The magnitude of the potential savings was enough for Severn Trent to consider a large scale replacement programme. To confirm the savings beyond doubt, it was decided that the on-site instrumentation for the Blade Compressor and the comparative blower should be upgraded to laboratory standard. Consultants ABB were engaged to specify and supply the instrumentation and the flowmeters were replaced by brand new Orifice plates to ISO standard 5167.

True saving potential

The data from this instrumentation was logged for seven months between June 2013 and December 2013 over all conditions, from summer to winter, to give a view of the true saving potential of the Lontra Blade Compressor in a fully operational wastewater treatment works.

“Our upgraded instrumentation showed that from summer to winter the Lontra Blade Compressor used, on average, 21.2% less electricity to deliver an equivalent amount of air when compared to the existing blowers, which is a really positive result”, said Mark Jones.

“Importantly for us, as well as being efficient, the machine is simple, using well understood and proven materials and engineering.

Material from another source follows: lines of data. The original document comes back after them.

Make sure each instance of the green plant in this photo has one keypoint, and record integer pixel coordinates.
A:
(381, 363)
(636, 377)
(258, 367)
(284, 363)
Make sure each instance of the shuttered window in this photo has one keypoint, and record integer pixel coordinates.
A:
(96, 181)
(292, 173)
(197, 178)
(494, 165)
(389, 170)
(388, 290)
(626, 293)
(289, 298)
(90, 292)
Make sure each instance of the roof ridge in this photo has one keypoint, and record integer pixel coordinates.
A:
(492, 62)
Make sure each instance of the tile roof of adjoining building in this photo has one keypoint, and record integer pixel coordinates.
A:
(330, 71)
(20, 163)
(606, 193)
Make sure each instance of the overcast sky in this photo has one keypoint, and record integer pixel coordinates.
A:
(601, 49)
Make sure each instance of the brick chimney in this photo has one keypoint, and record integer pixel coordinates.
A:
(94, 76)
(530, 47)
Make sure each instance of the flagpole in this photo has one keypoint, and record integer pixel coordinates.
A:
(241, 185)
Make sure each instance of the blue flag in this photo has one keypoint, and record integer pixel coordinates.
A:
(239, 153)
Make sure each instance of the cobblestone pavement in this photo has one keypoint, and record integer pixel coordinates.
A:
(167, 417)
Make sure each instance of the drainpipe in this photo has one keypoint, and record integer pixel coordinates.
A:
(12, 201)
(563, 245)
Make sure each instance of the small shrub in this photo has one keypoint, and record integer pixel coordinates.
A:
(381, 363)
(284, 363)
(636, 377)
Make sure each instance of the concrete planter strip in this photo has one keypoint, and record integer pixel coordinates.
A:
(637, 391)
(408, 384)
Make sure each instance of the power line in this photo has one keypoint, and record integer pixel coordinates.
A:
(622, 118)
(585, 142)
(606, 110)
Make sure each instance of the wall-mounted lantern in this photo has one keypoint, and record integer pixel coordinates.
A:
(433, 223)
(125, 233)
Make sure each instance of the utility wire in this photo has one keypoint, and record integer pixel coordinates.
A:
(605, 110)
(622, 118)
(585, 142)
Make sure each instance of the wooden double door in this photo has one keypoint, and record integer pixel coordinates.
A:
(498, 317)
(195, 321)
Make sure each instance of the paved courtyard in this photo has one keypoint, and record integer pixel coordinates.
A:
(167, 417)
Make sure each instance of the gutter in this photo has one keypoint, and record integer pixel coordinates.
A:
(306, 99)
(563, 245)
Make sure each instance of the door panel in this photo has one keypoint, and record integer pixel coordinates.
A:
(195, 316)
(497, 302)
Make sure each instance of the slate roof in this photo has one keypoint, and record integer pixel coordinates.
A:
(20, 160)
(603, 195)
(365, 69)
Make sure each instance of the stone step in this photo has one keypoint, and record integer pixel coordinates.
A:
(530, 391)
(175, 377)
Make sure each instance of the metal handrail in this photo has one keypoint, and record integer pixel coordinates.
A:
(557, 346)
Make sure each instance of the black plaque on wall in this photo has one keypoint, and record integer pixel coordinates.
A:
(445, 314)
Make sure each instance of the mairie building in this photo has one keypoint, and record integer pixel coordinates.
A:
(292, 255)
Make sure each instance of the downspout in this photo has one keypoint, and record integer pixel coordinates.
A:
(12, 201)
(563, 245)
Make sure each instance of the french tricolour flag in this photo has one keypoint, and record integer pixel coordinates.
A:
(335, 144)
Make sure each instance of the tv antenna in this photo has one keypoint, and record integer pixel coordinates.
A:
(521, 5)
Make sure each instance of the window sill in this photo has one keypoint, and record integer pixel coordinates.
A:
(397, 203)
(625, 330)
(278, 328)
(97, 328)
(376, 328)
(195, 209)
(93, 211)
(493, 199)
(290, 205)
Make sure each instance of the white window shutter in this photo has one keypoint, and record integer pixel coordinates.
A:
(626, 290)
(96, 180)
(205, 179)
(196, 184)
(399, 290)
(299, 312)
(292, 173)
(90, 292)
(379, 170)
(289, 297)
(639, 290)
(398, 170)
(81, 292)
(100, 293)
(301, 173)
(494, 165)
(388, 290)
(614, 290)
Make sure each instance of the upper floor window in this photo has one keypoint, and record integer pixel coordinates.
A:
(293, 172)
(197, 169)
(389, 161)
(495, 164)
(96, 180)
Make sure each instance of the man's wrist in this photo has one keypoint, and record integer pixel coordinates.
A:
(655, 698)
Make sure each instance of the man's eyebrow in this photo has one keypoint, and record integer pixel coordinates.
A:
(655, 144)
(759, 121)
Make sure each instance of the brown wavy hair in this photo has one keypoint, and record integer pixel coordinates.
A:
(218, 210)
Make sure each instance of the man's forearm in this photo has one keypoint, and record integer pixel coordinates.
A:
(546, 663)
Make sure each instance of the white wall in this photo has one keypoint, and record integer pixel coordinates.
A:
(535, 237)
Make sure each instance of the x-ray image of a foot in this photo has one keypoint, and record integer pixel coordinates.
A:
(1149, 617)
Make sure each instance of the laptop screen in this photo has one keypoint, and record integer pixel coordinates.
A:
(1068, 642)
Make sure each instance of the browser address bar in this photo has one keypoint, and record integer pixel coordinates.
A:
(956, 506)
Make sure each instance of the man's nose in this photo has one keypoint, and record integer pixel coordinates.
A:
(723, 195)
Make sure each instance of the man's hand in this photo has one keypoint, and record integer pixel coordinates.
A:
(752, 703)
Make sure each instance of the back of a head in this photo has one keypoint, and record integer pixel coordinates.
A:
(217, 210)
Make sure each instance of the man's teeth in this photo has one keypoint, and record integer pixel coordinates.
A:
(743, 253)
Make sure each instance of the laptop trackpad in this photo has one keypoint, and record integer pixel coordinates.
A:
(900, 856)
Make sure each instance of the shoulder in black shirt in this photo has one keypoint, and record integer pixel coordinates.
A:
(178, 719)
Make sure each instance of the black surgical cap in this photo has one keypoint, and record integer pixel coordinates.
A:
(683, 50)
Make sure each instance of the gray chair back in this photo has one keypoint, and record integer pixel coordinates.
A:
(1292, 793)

The bearings are traditional and the rotor runs at low speed, being directly coupled to the motor without step-up gearboxes or belt drives. This fits well with the needs of an industry that needs minimal downtime and long service life from its assets.

The Blade Compressor has now run for more than 10,000 hours, the equivalent of more than three years of normal operation, without issue. This gives us significant confidence in its reliability. We have worked closely with Lontra over a number of years to bring to reality the tremendous potential of this very clever invention. This technology should make a significant contribution to the business efficiency challenges we have, to allow us to keep bills low for our customers. We look forward to taking the next steps together to make the most of this exciting development.” Concluded Mr Jones.

The Lontra Blade Compressor was voted the Most Innovative New Technology of the Year at the 2013 Water Industry Achievement Awards.